Last week while knitting my monkey socks (slowest project ever), I listened to Stephen Fry’s audiobook of Harry Potter and the Half-Blood Prince. I’ll always prefer a real book, but I’m starting to come around to audiobooks though because I find them really nice to go along with knitting. For most projects, I can’t watch a movie or a TV. I like listening to audiobooks of books I have already read and love, especially if they are well narrated as the UK HP book versions are. Mr Fry is funny, articulate, and executes some good accents. I started out with Book 1 and 6, but today, I got 2-5, and I’m sure to get the seventh when it is released. I most likely will not preorder Book 7 because as with the last few books, I just go early in the morning to Chapters and buy it there. Not once has it looked like the book has sold out the night before. I would preorder it if I knew at exactly what time it would be delivered. For all I know, it’ll come at in the late afternoon. Unlikely since I do live in a city centre. Hmm, maybe I should preorder?

Starting Saturday, I will be rereading all my Harry Potter books each week until Book 7 for the Harry Potter Read Along, and I will be making reviews of the experience with each book. It seems now that I’m going to read and listen to them too.
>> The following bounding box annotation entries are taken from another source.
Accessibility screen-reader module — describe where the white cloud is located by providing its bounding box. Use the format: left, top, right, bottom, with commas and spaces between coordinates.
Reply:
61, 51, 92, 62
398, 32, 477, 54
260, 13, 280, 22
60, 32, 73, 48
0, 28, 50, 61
The Tin Princess by Philip Pullman

The Tin PrincessThe last of the Sally Lockhart quartet. Published in 1994, Pullman notes on his website how this was the most enjoyable of the books to write. This book is different from the first three books in two major ways: 1) It is not set in Victorian England, and 2) Sally Lockhart is not the protagonist and remains missing for most of the novel. The setting is a fictional kingdom in Prussia called Razkavia involving the eponymous Adelaide as one of the protagonists, Jim as the male lead, and a 16 year old named Becky as another female lead. Becky’s age reminds me of Sally in the first book, and I love that Sally has become the type of woman. I can see how much fun it must have been to write because it’s certainly less intense and in a better setting than the first three novels. It was really good to read about Jim again because I missed him when he was absent from the last book. While I liked this book as I did the others, I found that I really missed Sally. Not that the two strong female leads weren’t well written. Indeed, I was reminded in this novel about how Pullman is very good at writing female characters. I’ve grown quite attached and fond of Sally Lockhart, and it was almost jarring not to have her in this novel knowing she could be involved. This book also followed what I consider to be the most extreme of the thrillers so this did not affect me as much as a reader. Still another quick page turne, and I’ve liked every ending for the characters in the series. Pullman notes on his website that he still has ideas for adventures for these characters. Who knows if he’ll ever publish another Sally Lockhart & Co book, but the year after this one, Northern Lights / The Golden Compass was published, beginning one of the most interesting trilogies of recent years.